De este o parecido modo pensaban en la antigüedad cierta especie de filósofos, llamados estóicos. Desdeñaban los honores y las riquezas y sufrían serenamente el dolor, considerando que la mayor sabiduría consiste en no acobardarse ante los males que nos aflijan y en no desmayar en presencia de las adversidades.
El más notable de todos fue Epicteto, quien vivió en el siglo I de la era cristiana, bajo el reinado de Nerón, aquel terrible emperador que incendió a Roma.
Epicteto era esclavo de un cortesano, y mientras servía a su amo en las ocupaciones domésticas, dedicóse al estudio de la filosofía, alcanzando a descollar entre los más grandes pensadores de la humanidad. Ciertamente nada dejó escrito; pero sus discípulos recogieron las lecciones del maestro y merced a ellos han llegado hasta nosotros las máximas de aquel sabio.
Refiérese de Epicteto que en una ocasión el amo le sometió a tormento, torciéndole la pierna. –“Me la van a romper”, - decía Epicteto. En efecto, así ocurrió, y el amo y los esclavos que no deseaban causarle un daño semejante, quedaron atónitos. El filósofo dijo entonces: “Estaba diciéndoles que me romperían, y no quisieron creerlo”. Y sin más quejas soportó el dolor.

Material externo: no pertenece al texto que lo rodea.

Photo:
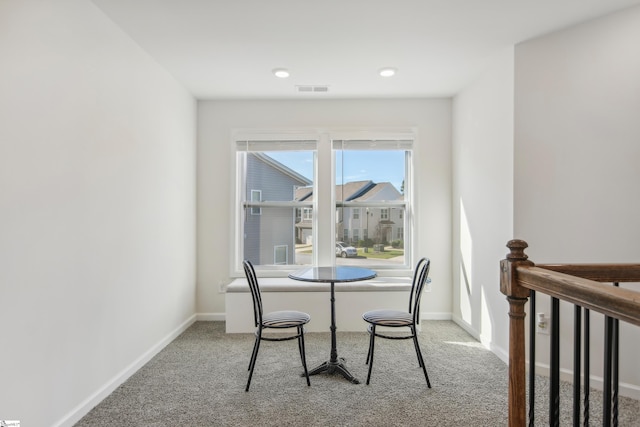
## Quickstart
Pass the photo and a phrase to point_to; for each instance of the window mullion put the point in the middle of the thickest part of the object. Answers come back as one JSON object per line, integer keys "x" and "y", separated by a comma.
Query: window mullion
{"x": 324, "y": 204}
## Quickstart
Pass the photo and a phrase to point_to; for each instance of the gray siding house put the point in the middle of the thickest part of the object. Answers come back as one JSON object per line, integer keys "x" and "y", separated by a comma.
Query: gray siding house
{"x": 269, "y": 232}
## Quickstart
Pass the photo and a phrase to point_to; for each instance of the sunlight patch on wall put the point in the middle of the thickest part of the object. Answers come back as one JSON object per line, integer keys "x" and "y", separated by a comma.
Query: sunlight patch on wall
{"x": 466, "y": 250}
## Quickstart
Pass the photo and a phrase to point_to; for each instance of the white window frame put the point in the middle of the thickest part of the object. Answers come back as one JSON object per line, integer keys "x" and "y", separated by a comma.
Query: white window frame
{"x": 324, "y": 204}
{"x": 258, "y": 210}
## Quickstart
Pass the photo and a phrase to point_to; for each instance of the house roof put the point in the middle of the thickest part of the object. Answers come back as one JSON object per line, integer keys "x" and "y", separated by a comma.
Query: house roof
{"x": 360, "y": 191}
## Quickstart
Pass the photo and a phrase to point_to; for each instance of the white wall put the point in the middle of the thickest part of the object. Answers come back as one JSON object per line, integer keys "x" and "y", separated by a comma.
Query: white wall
{"x": 216, "y": 119}
{"x": 483, "y": 200}
{"x": 577, "y": 150}
{"x": 97, "y": 208}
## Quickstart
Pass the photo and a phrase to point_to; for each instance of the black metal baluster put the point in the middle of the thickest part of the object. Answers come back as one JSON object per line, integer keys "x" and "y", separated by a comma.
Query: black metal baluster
{"x": 606, "y": 386}
{"x": 532, "y": 356}
{"x": 577, "y": 328}
{"x": 554, "y": 398}
{"x": 587, "y": 382}
{"x": 614, "y": 361}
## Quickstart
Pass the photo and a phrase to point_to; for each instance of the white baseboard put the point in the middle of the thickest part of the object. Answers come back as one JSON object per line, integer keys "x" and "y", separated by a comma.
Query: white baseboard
{"x": 83, "y": 408}
{"x": 211, "y": 317}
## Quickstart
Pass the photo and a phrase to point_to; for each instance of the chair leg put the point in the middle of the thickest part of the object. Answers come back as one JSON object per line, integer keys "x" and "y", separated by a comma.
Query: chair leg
{"x": 303, "y": 353}
{"x": 253, "y": 353}
{"x": 370, "y": 355}
{"x": 369, "y": 351}
{"x": 420, "y": 359}
{"x": 252, "y": 364}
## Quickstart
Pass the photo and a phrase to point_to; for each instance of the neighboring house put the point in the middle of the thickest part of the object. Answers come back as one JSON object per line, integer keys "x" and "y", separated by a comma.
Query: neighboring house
{"x": 268, "y": 236}
{"x": 381, "y": 225}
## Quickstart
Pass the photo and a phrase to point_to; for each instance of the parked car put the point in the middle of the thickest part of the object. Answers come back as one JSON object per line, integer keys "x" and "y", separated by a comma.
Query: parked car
{"x": 344, "y": 250}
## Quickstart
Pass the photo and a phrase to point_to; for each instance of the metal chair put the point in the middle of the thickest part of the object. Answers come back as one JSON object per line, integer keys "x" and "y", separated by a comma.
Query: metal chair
{"x": 274, "y": 320}
{"x": 401, "y": 319}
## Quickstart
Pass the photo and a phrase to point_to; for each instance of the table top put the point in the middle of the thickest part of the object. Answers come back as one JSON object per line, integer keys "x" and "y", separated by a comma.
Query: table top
{"x": 333, "y": 274}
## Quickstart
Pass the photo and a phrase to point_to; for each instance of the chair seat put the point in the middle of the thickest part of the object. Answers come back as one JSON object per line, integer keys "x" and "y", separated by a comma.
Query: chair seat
{"x": 388, "y": 318}
{"x": 285, "y": 319}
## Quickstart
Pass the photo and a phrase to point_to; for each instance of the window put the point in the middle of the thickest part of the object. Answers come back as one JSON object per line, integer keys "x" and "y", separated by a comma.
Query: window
{"x": 296, "y": 197}
{"x": 256, "y": 196}
{"x": 280, "y": 254}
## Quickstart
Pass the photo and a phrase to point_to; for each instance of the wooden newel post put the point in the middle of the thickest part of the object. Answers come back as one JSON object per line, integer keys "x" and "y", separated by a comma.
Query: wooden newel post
{"x": 517, "y": 297}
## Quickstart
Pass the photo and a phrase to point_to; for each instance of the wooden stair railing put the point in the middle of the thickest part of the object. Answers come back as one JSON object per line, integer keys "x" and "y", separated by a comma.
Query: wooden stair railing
{"x": 578, "y": 284}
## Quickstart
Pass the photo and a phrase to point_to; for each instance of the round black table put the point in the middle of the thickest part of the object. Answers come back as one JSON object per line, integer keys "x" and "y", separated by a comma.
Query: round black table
{"x": 333, "y": 275}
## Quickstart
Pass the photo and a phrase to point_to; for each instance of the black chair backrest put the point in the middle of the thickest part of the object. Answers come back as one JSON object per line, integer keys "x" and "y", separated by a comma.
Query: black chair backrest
{"x": 420, "y": 276}
{"x": 250, "y": 272}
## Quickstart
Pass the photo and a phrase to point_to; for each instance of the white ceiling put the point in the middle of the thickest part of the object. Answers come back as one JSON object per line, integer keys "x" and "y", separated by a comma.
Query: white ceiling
{"x": 226, "y": 49}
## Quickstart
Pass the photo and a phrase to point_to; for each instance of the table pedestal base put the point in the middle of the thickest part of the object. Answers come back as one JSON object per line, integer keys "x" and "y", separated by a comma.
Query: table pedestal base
{"x": 337, "y": 367}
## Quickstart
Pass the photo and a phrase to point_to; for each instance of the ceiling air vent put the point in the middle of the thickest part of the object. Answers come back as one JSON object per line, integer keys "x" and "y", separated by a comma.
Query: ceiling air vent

Epicteto enseñaba que el fin de la vida es la perfección de nuestro espíritu, la que solo se consigue imitando las acciones de los hombre virtuosos, cumpliendo lealmente nuestros deberes, cultivando la amistad noblemente y no dejándonos arrastrar por las pasiones mezquinas.
En la lección siguiendo el estudiante hallará una serie de máximas de Epicteto. Leyéndolas comprenderá claramente la sabiduría de aquel hombre, tanto más meritorio si recordamos la triste servidumbre a que vivió sometido. ¡Cuántos poderosos, sin embargo, no envidiarían la gloria imperecedera del esclavo filósofo!